The reasoning provided is a rather twisted web, as it turns out. According to the agreement:
“Google enters into distribution agreements with device manufacturers and Authorized Carriers to place the Market software client application for the Market on Devices. These distribution agreements may require the involuntary removal of Products in violation of the Device manufacturer’s or Authorized Carrier’s terms of service.”
And then, the T-Mobile Terms of Service say the following (as of 11-18-2008):
“Your Data Plan is intended for Web browsing, messaging, and similar activities on your device and not on any other equipment. Unless explicitly permitted by your Data Plan, other uses, including for example, tethering your device to a personal computer or other hardware, are not permitted.”
This raises some interesting questions about this “open” platform. Android phones are supposed to be released for other carriers in the future, right? Does this mean that apps in the Market have to adhere to the ToS for only T-Mobile, even when other carriers sign on? Will all apps have to adhere to the ToS for every carrier that supports Android phones? Why is all of this enforcement Google’s job, in the first place? If T-Mobile wants to force people to pay for broadband plans in addition to their phone data, it’s their job to either make that attractive to users or strongarm them into it by, say, instituting data caps. Playing cop for cell carriers doesn’t really seem like the ideal way to establish credibility as a promoter of free software and a strong development community.
Aside from the issue of “authorized carriers,” there are some otherwise valid uses of tethering software which users are now being denied. One of the apps banned was for tethering internet over Bluetooth. (We’re working on adding it to ours, someday. See below.) With wifi tethering, the internet has to come in from the cell carrier, but Bluetooth tethering allows a user to connect their phone to a wireless router and then share it with a device that has Bluetooth but no wireless card. This use, by definition, can’t violate the T-Mobile ToS, since it doesn’t require their data plan at all. And that’s not even to mention phones which have been set up to use other carriers who allow for tethering.

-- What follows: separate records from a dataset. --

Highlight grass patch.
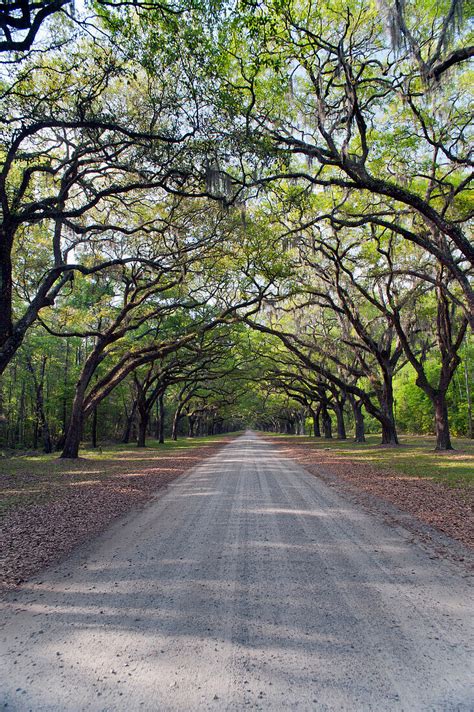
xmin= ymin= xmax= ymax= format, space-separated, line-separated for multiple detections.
xmin=265 ymin=433 xmax=474 ymax=489
xmin=0 ymin=433 xmax=237 ymax=518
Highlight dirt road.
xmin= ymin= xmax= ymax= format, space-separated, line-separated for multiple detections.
xmin=1 ymin=432 xmax=472 ymax=710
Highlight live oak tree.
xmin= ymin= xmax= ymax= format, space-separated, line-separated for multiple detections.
xmin=225 ymin=0 xmax=473 ymax=324
xmin=243 ymin=178 xmax=470 ymax=447
xmin=132 ymin=328 xmax=237 ymax=447
xmin=1 ymin=0 xmax=472 ymax=452
xmin=377 ymin=0 xmax=473 ymax=82
xmin=0 ymin=0 xmax=209 ymax=54
xmin=296 ymin=212 xmax=469 ymax=450
xmin=167 ymin=330 xmax=246 ymax=440
xmin=0 ymin=1 xmax=232 ymax=376
xmin=294 ymin=229 xmax=410 ymax=445
xmin=355 ymin=237 xmax=469 ymax=450
xmin=245 ymin=309 xmax=410 ymax=446
xmin=50 ymin=202 xmax=281 ymax=457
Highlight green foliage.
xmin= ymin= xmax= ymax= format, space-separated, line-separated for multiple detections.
xmin=394 ymin=352 xmax=474 ymax=437
xmin=0 ymin=0 xmax=472 ymax=461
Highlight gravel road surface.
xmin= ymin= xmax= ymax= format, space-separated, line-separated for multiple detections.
xmin=1 ymin=432 xmax=472 ymax=711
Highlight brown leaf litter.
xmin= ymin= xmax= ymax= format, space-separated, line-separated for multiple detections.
xmin=0 ymin=440 xmax=232 ymax=592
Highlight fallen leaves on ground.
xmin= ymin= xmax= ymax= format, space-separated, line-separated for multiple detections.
xmin=0 ymin=441 xmax=231 ymax=592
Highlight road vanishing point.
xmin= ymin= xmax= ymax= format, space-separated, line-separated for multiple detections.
xmin=1 ymin=432 xmax=472 ymax=711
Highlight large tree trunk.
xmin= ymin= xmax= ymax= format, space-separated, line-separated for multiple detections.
xmin=0 ymin=229 xmax=13 ymax=373
xmin=137 ymin=411 xmax=149 ymax=448
xmin=434 ymin=392 xmax=454 ymax=451
xmin=349 ymin=396 xmax=366 ymax=443
xmin=207 ymin=417 xmax=215 ymax=436
xmin=333 ymin=401 xmax=347 ymax=439
xmin=377 ymin=373 xmax=399 ymax=445
xmin=91 ymin=406 xmax=98 ymax=448
xmin=381 ymin=419 xmax=399 ymax=445
xmin=61 ymin=351 xmax=100 ymax=458
xmin=172 ymin=407 xmax=182 ymax=441
xmin=196 ymin=416 xmax=203 ymax=437
xmin=298 ymin=412 xmax=306 ymax=435
xmin=61 ymin=401 xmax=84 ymax=458
xmin=121 ymin=399 xmax=137 ymax=444
xmin=158 ymin=394 xmax=165 ymax=444
xmin=135 ymin=376 xmax=149 ymax=448
xmin=321 ymin=404 xmax=332 ymax=439
xmin=312 ymin=405 xmax=321 ymax=437
xmin=188 ymin=414 xmax=195 ymax=437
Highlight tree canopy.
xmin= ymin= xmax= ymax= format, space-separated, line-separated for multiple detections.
xmin=0 ymin=0 xmax=472 ymax=455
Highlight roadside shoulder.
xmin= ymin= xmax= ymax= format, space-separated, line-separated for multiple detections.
xmin=261 ymin=435 xmax=473 ymax=570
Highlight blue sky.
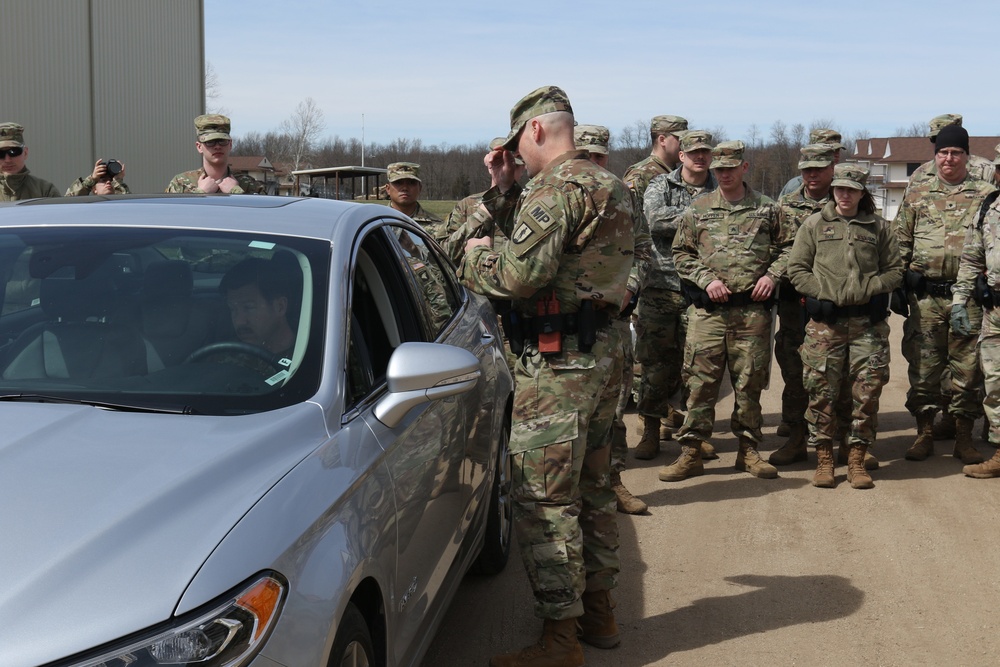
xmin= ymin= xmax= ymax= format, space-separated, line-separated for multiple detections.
xmin=206 ymin=0 xmax=1000 ymax=148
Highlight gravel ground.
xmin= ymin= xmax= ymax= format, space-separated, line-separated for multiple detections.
xmin=422 ymin=318 xmax=1000 ymax=666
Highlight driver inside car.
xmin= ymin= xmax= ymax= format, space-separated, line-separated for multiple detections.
xmin=219 ymin=256 xmax=298 ymax=367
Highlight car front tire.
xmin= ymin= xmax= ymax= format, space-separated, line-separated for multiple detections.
xmin=330 ymin=602 xmax=374 ymax=667
xmin=471 ymin=418 xmax=512 ymax=575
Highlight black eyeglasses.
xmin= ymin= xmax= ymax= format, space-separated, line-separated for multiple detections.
xmin=202 ymin=140 xmax=231 ymax=148
xmin=0 ymin=147 xmax=24 ymax=159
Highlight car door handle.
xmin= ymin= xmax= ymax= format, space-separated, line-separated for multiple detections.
xmin=480 ymin=323 xmax=495 ymax=343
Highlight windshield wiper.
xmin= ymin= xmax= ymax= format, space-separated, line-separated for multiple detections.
xmin=0 ymin=393 xmax=200 ymax=414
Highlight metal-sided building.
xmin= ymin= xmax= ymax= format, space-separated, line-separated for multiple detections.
xmin=1 ymin=0 xmax=204 ymax=195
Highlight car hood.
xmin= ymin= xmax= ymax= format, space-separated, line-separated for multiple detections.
xmin=0 ymin=401 xmax=329 ymax=667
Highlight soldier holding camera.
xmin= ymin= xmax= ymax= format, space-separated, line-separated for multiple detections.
xmin=66 ymin=159 xmax=130 ymax=196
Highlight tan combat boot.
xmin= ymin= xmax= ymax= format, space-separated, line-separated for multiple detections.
xmin=577 ymin=589 xmax=620 ymax=649
xmin=847 ymin=444 xmax=874 ymax=489
xmin=933 ymin=411 xmax=957 ymax=440
xmin=906 ymin=413 xmax=936 ymax=461
xmin=735 ymin=437 xmax=778 ymax=479
xmin=952 ymin=417 xmax=984 ymax=464
xmin=634 ymin=415 xmax=661 ymax=460
xmin=963 ymin=449 xmax=1000 ymax=478
xmin=610 ymin=470 xmax=647 ymax=514
xmin=813 ymin=441 xmax=836 ymax=488
xmin=837 ymin=438 xmax=879 ymax=470
xmin=768 ymin=421 xmax=808 ymax=465
xmin=489 ymin=618 xmax=584 ymax=667
xmin=658 ymin=442 xmax=705 ymax=482
xmin=699 ymin=439 xmax=719 ymax=460
xmin=659 ymin=405 xmax=686 ymax=441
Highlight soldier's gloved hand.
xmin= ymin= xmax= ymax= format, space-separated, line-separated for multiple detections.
xmin=951 ymin=304 xmax=972 ymax=336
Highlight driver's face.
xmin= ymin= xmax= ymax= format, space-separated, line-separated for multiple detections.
xmin=226 ymin=283 xmax=287 ymax=348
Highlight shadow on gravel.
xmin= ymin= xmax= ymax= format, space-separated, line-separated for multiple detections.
xmin=640 ymin=472 xmax=810 ymax=508
xmin=597 ymin=574 xmax=864 ymax=666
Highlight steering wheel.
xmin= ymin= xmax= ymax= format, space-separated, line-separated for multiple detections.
xmin=183 ymin=341 xmax=285 ymax=370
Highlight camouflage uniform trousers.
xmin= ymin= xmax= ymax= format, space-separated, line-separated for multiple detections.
xmin=978 ymin=307 xmax=1000 ymax=445
xmin=802 ymin=317 xmax=890 ymax=447
xmin=675 ymin=302 xmax=771 ymax=445
xmin=509 ymin=325 xmax=622 ymax=620
xmin=611 ymin=318 xmax=633 ymax=474
xmin=902 ymin=293 xmax=983 ymax=418
xmin=775 ymin=294 xmax=807 ymax=425
xmin=635 ymin=286 xmax=687 ymax=418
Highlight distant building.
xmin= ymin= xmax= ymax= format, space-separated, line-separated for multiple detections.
xmin=230 ymin=156 xmax=277 ymax=195
xmin=849 ymin=136 xmax=1000 ymax=219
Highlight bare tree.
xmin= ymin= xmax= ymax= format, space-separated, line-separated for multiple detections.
xmin=894 ymin=121 xmax=926 ymax=137
xmin=205 ymin=61 xmax=227 ymax=115
xmin=281 ymin=98 xmax=326 ymax=171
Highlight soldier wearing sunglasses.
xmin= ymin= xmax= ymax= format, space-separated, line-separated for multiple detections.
xmin=166 ymin=114 xmax=263 ymax=194
xmin=0 ymin=123 xmax=60 ymax=201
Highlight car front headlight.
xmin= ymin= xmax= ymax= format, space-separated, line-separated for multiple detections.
xmin=68 ymin=573 xmax=285 ymax=667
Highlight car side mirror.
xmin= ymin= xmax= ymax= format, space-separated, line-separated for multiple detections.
xmin=374 ymin=342 xmax=480 ymax=428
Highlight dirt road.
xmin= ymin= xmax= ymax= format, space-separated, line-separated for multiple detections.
xmin=422 ymin=319 xmax=1000 ymax=666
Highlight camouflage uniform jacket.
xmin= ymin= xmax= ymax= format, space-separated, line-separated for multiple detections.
xmin=907 ymin=155 xmax=995 ymax=194
xmin=392 ymin=201 xmax=447 ymax=246
xmin=441 ymin=191 xmax=494 ymax=265
xmin=627 ymin=187 xmax=653 ymax=295
xmin=0 ymin=169 xmax=60 ymax=201
xmin=954 ymin=193 xmax=1000 ymax=304
xmin=460 ymin=149 xmax=635 ymax=316
xmin=778 ymin=183 xmax=828 ymax=230
xmin=65 ymin=176 xmax=130 ymax=196
xmin=642 ymin=166 xmax=717 ymax=291
xmin=165 ymin=167 xmax=264 ymax=194
xmin=788 ymin=201 xmax=903 ymax=306
xmin=895 ymin=173 xmax=997 ymax=281
xmin=623 ymin=154 xmax=671 ymax=200
xmin=672 ymin=184 xmax=794 ymax=293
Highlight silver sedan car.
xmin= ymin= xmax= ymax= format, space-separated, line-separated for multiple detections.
xmin=0 ymin=195 xmax=514 ymax=667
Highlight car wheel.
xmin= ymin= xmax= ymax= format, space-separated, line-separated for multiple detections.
xmin=472 ymin=418 xmax=512 ymax=575
xmin=330 ymin=603 xmax=374 ymax=667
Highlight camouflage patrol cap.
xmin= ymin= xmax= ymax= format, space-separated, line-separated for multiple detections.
xmin=574 ymin=124 xmax=610 ymax=155
xmin=929 ymin=114 xmax=962 ymax=138
xmin=489 ymin=137 xmax=505 ymax=150
xmin=501 ymin=85 xmax=573 ymax=150
xmin=0 ymin=122 xmax=25 ymax=149
xmin=195 ymin=114 xmax=231 ymax=142
xmin=651 ymin=115 xmax=688 ymax=136
xmin=387 ymin=161 xmax=421 ymax=183
xmin=679 ymin=130 xmax=713 ymax=153
xmin=710 ymin=140 xmax=746 ymax=169
xmin=809 ymin=129 xmax=845 ymax=151
xmin=831 ymin=163 xmax=869 ymax=191
xmin=798 ymin=144 xmax=836 ymax=169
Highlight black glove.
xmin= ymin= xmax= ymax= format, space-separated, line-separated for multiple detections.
xmin=889 ymin=289 xmax=909 ymax=317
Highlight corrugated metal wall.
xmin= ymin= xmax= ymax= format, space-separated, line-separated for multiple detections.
xmin=0 ymin=0 xmax=204 ymax=195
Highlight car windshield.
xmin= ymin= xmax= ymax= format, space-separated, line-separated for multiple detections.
xmin=0 ymin=227 xmax=328 ymax=415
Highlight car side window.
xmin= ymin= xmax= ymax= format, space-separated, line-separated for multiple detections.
xmin=391 ymin=226 xmax=461 ymax=340
xmin=345 ymin=228 xmax=426 ymax=409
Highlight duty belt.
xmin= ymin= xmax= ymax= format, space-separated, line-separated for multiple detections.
xmin=719 ymin=291 xmax=772 ymax=308
xmin=523 ymin=309 xmax=612 ymax=336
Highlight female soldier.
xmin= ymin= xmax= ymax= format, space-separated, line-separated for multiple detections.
xmin=787 ymin=164 xmax=904 ymax=488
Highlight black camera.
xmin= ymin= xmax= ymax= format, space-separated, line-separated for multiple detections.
xmin=99 ymin=159 xmax=123 ymax=180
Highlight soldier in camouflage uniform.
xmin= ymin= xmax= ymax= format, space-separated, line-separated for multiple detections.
xmin=770 ymin=145 xmax=835 ymax=465
xmin=623 ymin=115 xmax=688 ymax=199
xmin=907 ymin=114 xmax=996 ymax=193
xmin=459 ymin=86 xmax=634 ymax=667
xmin=166 ymin=115 xmax=264 ymax=194
xmin=778 ymin=129 xmax=846 ymax=198
xmin=788 ymin=164 xmax=903 ymax=489
xmin=664 ymin=140 xmax=795 ymax=482
xmin=636 ymin=130 xmax=718 ymax=460
xmin=993 ymin=143 xmax=1000 ymax=187
xmin=575 ymin=123 xmax=652 ymax=515
xmin=384 ymin=162 xmax=447 ymax=244
xmin=0 ymin=123 xmax=60 ymax=201
xmin=951 ymin=183 xmax=1000 ymax=477
xmin=440 ymin=138 xmax=525 ymax=265
xmin=66 ymin=160 xmax=131 ymax=196
xmin=895 ymin=124 xmax=994 ymax=465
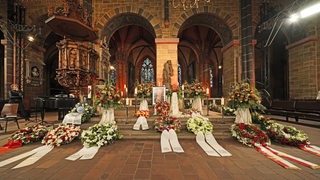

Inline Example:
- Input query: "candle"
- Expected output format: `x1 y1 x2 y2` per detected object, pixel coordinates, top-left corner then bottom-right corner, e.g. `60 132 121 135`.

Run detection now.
182 85 184 91
126 98 129 106
221 97 225 106
121 91 123 97
134 87 137 95
125 87 128 96
206 87 209 95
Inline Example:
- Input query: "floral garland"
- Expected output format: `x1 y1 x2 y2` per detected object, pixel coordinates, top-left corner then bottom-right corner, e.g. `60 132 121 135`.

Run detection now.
226 82 265 111
252 113 310 147
42 124 81 147
70 102 96 123
10 124 48 145
135 82 153 98
155 101 170 116
81 123 122 147
95 84 122 109
186 117 213 135
154 116 181 132
136 110 150 118
182 81 207 98
230 123 270 147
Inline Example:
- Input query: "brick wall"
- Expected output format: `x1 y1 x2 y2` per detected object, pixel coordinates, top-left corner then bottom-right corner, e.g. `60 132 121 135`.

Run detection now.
287 37 318 99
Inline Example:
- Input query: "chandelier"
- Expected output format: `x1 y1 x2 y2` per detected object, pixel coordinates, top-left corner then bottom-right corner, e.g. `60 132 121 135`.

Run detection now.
172 0 211 10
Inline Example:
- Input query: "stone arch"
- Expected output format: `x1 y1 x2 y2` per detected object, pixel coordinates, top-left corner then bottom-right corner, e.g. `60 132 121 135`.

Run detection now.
176 13 233 46
172 6 239 46
96 7 160 42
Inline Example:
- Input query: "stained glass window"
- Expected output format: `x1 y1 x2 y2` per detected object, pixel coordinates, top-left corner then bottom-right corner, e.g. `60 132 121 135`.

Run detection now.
209 66 213 88
109 66 116 86
141 58 154 83
178 63 182 86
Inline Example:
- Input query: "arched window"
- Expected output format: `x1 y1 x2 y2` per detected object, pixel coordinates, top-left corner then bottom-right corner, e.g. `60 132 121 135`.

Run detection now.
178 63 182 86
109 65 116 86
141 58 154 83
209 66 213 88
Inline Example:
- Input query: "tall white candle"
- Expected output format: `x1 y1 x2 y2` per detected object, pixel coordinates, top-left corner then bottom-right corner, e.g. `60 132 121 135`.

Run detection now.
221 97 225 106
206 87 209 95
134 87 137 95
182 85 184 91
126 98 129 106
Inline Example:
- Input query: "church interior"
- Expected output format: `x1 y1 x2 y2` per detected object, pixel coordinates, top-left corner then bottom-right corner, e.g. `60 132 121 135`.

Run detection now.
0 0 320 179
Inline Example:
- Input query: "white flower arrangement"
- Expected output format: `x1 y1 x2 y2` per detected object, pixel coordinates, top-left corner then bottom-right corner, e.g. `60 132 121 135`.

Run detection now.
186 117 213 135
81 123 123 147
42 124 81 147
70 102 96 123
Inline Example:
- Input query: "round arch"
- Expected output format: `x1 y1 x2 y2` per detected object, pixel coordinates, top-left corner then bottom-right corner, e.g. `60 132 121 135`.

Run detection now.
100 13 156 43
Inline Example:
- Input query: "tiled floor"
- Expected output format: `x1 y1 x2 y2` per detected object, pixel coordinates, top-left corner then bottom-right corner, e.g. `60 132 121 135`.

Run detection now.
0 112 320 180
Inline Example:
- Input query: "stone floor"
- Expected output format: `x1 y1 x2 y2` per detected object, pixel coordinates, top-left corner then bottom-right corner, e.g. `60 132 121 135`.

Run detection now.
0 112 320 180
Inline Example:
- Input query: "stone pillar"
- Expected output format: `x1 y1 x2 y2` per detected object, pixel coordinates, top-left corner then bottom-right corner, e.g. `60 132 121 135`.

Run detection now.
240 0 255 85
222 40 240 96
155 38 179 89
1 39 8 99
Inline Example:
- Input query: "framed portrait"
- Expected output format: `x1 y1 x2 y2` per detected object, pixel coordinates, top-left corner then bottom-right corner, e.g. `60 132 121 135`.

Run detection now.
152 86 166 105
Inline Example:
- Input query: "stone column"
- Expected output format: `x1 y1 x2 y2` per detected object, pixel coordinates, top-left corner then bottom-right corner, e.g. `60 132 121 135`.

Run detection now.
1 39 8 99
155 38 179 89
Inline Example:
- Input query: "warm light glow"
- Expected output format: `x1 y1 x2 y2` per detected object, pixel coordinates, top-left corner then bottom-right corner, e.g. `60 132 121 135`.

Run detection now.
288 13 299 23
110 65 115 70
27 35 35 42
218 65 222 69
300 2 320 18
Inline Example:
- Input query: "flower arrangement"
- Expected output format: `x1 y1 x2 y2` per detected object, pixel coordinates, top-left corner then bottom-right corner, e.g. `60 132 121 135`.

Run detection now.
81 123 122 147
42 124 81 147
136 110 150 118
226 82 265 111
10 124 48 145
265 122 309 147
230 123 270 147
222 106 235 116
182 81 207 98
186 117 213 135
251 112 309 147
155 101 170 116
135 82 153 98
154 116 181 132
95 84 122 109
70 102 97 123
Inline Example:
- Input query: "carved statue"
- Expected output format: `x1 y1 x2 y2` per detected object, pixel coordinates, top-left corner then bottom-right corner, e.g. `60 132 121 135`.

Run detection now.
163 60 173 88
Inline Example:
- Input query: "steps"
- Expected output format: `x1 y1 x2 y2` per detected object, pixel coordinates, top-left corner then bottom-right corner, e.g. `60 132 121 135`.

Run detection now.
89 108 235 140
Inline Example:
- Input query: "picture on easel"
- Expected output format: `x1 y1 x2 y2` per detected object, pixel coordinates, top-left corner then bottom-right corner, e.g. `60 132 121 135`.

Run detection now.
152 86 166 105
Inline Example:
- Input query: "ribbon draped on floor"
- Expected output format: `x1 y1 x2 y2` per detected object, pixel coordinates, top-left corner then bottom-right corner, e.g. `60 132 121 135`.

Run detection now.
196 132 232 157
0 140 23 154
66 146 100 161
160 129 184 153
299 145 320 157
254 144 320 170
0 145 53 169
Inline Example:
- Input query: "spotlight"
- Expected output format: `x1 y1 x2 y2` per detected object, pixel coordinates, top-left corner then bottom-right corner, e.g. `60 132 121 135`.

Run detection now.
288 13 299 23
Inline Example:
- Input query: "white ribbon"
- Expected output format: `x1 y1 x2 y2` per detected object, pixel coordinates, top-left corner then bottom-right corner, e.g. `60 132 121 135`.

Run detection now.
160 130 172 153
205 132 231 156
168 129 184 153
66 146 100 161
0 145 54 169
196 132 220 156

To add to the irony, one of the folks who helped develop the initial tethering scripts works for Google, I’m told. Another Google employee has forked Wifi Tether, added Bluetooth support to it, says he and his office-mates use it on their commute, and has even given us a patch we can merge in when we get the time. I know they’re not any more responsible for this policy than I am, but it just makes me giggle to know that there’s an underground presence inside the machine. Hopefully they (and you) can help us push for a really open Android instead of the same greedy corporate power plays we see from other mobile platforms.